On another string, Jimbo asked for specific financial advice regarding retirement funding. This was on the string titled “Money Matters.” This is very recent, with his initial post dated September 30, 2008.
It is here for reference:
As the time for my retirement grows closer I am trying to fine tune my thoughts and ideas and would like to get a few view points from you. In these ever changing days of finacial uncertainty I wondered what you did with your money? In days gone past devaluation of the Rp was a major issue and...
balipod.com
In that string, Jimbo wrote the following in one of his post’s there:
“I am cash rich right now and I have just opened 4 extra bank accounts all paying at leaset 6% and with new legislation on the way for bank guarantee's of 50,000 GB pounds. I have one small pension, another to come and then the main government pension. So I would seem to be doing the right thing for now.”
In that same string, I offered Jimbo a good deal of sound advice formulated from my corporate experience in the past.
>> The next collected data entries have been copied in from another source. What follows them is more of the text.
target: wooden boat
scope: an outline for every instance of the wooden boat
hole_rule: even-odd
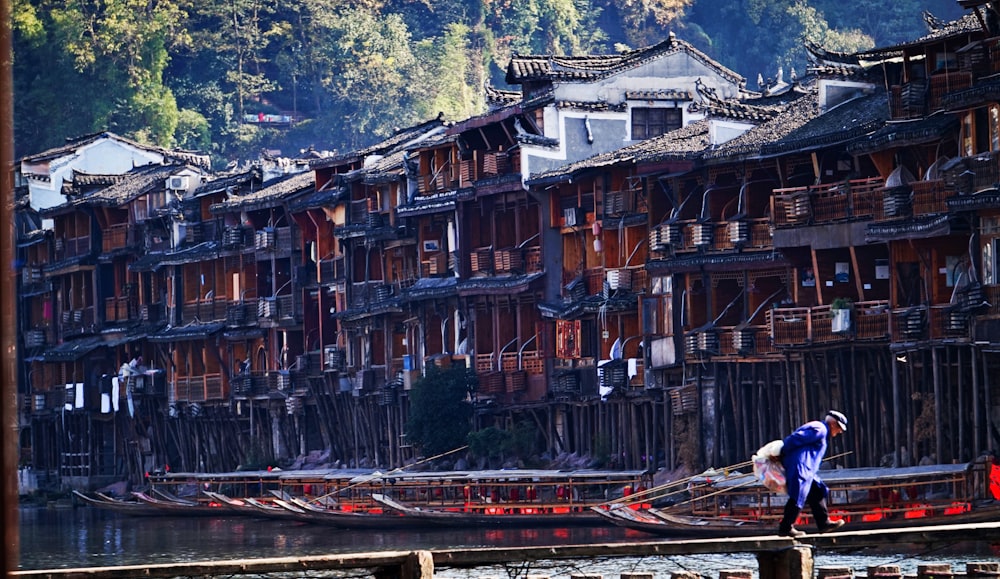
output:
[[[469,505],[442,510],[404,505],[385,495],[373,493],[372,499],[387,510],[408,520],[441,527],[540,527],[601,524],[601,517],[589,508],[572,510],[563,505]]]
[[[341,511],[336,508],[319,506],[296,497],[275,498],[274,503],[292,513],[295,520],[329,525],[341,529],[399,529],[422,528],[424,521],[410,519],[395,513]]]
[[[203,503],[203,502],[189,501],[189,500],[182,500],[182,501],[167,500],[163,498],[154,497],[150,494],[141,491],[133,491],[132,496],[138,499],[140,503],[144,503],[151,507],[159,509],[164,514],[169,513],[173,515],[220,516],[228,512],[231,512],[227,511],[226,509],[223,509],[218,504],[212,504],[207,502]]]
[[[1000,502],[985,498],[985,466],[928,465],[900,469],[823,471],[830,515],[844,531],[976,523],[1000,518]],[[752,475],[709,473],[690,479],[691,498],[666,508],[626,504],[595,508],[616,525],[676,537],[773,535],[787,498]],[[645,500],[651,500],[646,498]],[[797,523],[815,529],[809,510]]]
[[[165,511],[141,501],[116,499],[100,492],[85,493],[74,490],[73,496],[88,505],[126,515],[150,516],[167,514]]]
[[[260,501],[253,497],[233,498],[212,491],[203,492],[212,503],[234,514],[268,519],[297,520],[295,513],[280,505],[272,504],[269,501]]]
Earlier on this string, and just a month after writing the words quoted above, Jimbo writes:
“Negativity is a fact as my pension is down 25%, my cash assets vis a vis the dollar are down 25%, my house value down 25% and no sign in site of any upturn. It makes it hard to be optomistic.”
The pension that he mentions as now being down 25% was earlier described as “one small pension” with the majority of his retirement funding being parked in banks…which means, their value has not been affected, nor depleted, due to the current financial crisis.
Jimbo goes on to say in this string that he may well have to work for another year, thus delaying his retirement. Putting the personal benefits, like spending time with one’s family aside, any retirement planner would say, given accuracy in Jimbo’s initial statements about his current cash position, that delaying retirement for one more year would have very little, if any, effect over the long run of his retirement. As I urged Jimbo in that “Money Matters” string last month, I would repeat the same now…consult with a professional retirement planner.
I am also acutely aware, again as a result of my past corporate experience, that the act of retirement is frightening. While any young “wiper snapper” climbing the corporate ladder would jump at the opportunity to retire early, it is human nature for employees with long service of employment to have reservations and outright fear of the unknown, and this often cloaks the appeal of retirement in a shroud of uncertainty.
I apologize that Jimbo has personalized my comments here on this string. I had hoped that he would have considered my comments here along with my previous comments on the “Money Matters” string in total context, and find the time to consult with a currently active retirement planning professional. As he had recently solicited this advice earlier, and included some specific personal financial information within that solicitation, I felt I had every right to address Jimbo in the very frank and direct manner that I took here. Given Jimbo’s reaction to what I wrote here, he obviously doesn’t see it that way, and for that I apologize.
Judy, let me get back to you later, as I have to run out for a while now.